384.2k Görüntülenme · Güncelleniyor · FancyZ
Emily dört yıldır evliydi ama çocuğu olmamıştı. Hastanede konulan teşhis hayatını cehenneme çevirdi. Çocuk sahibi olamamak mı? Ama kocası bu dört yıl boyunca nadiren evdeydi, nasıl hamile kalabilirdi ki?
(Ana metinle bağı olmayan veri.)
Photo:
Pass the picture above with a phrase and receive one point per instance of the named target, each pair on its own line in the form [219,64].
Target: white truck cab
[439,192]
Emily ve milyarder kocası bir sözleşmeli evlilik içindeydiler; Emily, çaba göstererek onun sevgisini kazanmayı ummuştu. Ancak, kocası hamile bir kadınla ortaya çıktığında, umutsuzluğa kapıldı. Evden atıldıktan sonra, evsiz kalan Emily'yi gizemli bir milyarder yanına aldı. Kimdi bu adam? Emily'yi nasıl tanıyordu? Daha da önemlisi, Emily hamileydi.
Yaralar

Yaralar

97.7k Görüntülenme · Tamamlandı · Jessica Bailey
"Ben, Amelie Ashwood, seni, Tate Cozad, eşim olarak reddediyorum. SENİ REDDEDİYORUM!" diye bağırdım. Kanıma batırılmış gümüş bıçağı eş işaretime götürdüm.
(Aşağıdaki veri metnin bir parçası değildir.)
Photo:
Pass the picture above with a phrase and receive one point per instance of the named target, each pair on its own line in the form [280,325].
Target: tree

Amelie, Alpha soyunun gölgesinden uzak, sade bir hayat yaşamak istiyordu. İlk eşini bulduğunda bunu başardığını hissetmişti. Ancak yıllar sonra, eşi sandığı kişi değildi. Amelie, kendini özgür bırakmak için Reddetme Ritüelini yapmak zorunda kaldı. Özgürlüğü, çirkin bir siyah yara izi gibi bir bedelle geldi.
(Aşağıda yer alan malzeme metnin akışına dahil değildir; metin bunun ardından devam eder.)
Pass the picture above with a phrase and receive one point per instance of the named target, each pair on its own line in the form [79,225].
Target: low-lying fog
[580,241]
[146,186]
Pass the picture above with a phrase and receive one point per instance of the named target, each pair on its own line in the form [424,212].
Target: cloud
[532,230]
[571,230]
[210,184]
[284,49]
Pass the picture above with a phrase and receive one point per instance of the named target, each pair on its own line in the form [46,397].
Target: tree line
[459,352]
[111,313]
"Hiçbir şey! Hiçbir şey! Onu geri getirin!" diye var gücümle bağırdım. O bir şey söylemeden önce biliyordum. Kalbimde onun veda ettiğini ve bıraktığını hissettim. O anda, tarif edilemez bir acı içime yayıldı.
Alpha Gideon Alios, hayatının en mutlu günü olması gereken ikizlerinin doğumunda eşini kaybeder. Gideon'un yas tutmaya zamanı yoktur; eşsiz, yalnız ve iki bebek kızın yeni bekar babası olarak kalır. Gideon, üzüntüsünü asla göstermez, çünkü bu zayıflık göstermek olurdu ve o, Konsey'in ordusu ve soruşturma kolu olan Durit Muhafızları'nın Alfasıdır; zayıflığa vakti yoktur.

Amelie Ashwood ve Gideon Alios, kaderin bir araya getirdiği iki kırık kurt adamdır. Bu onların ikinci şansı mı, yoksa ilk mi? Bu iki kader eşi bir araya geldikçe, etraflarında karanlık planlar ortaya çıkar. En değerli gördüklerini korumak için nasıl birleşecekler?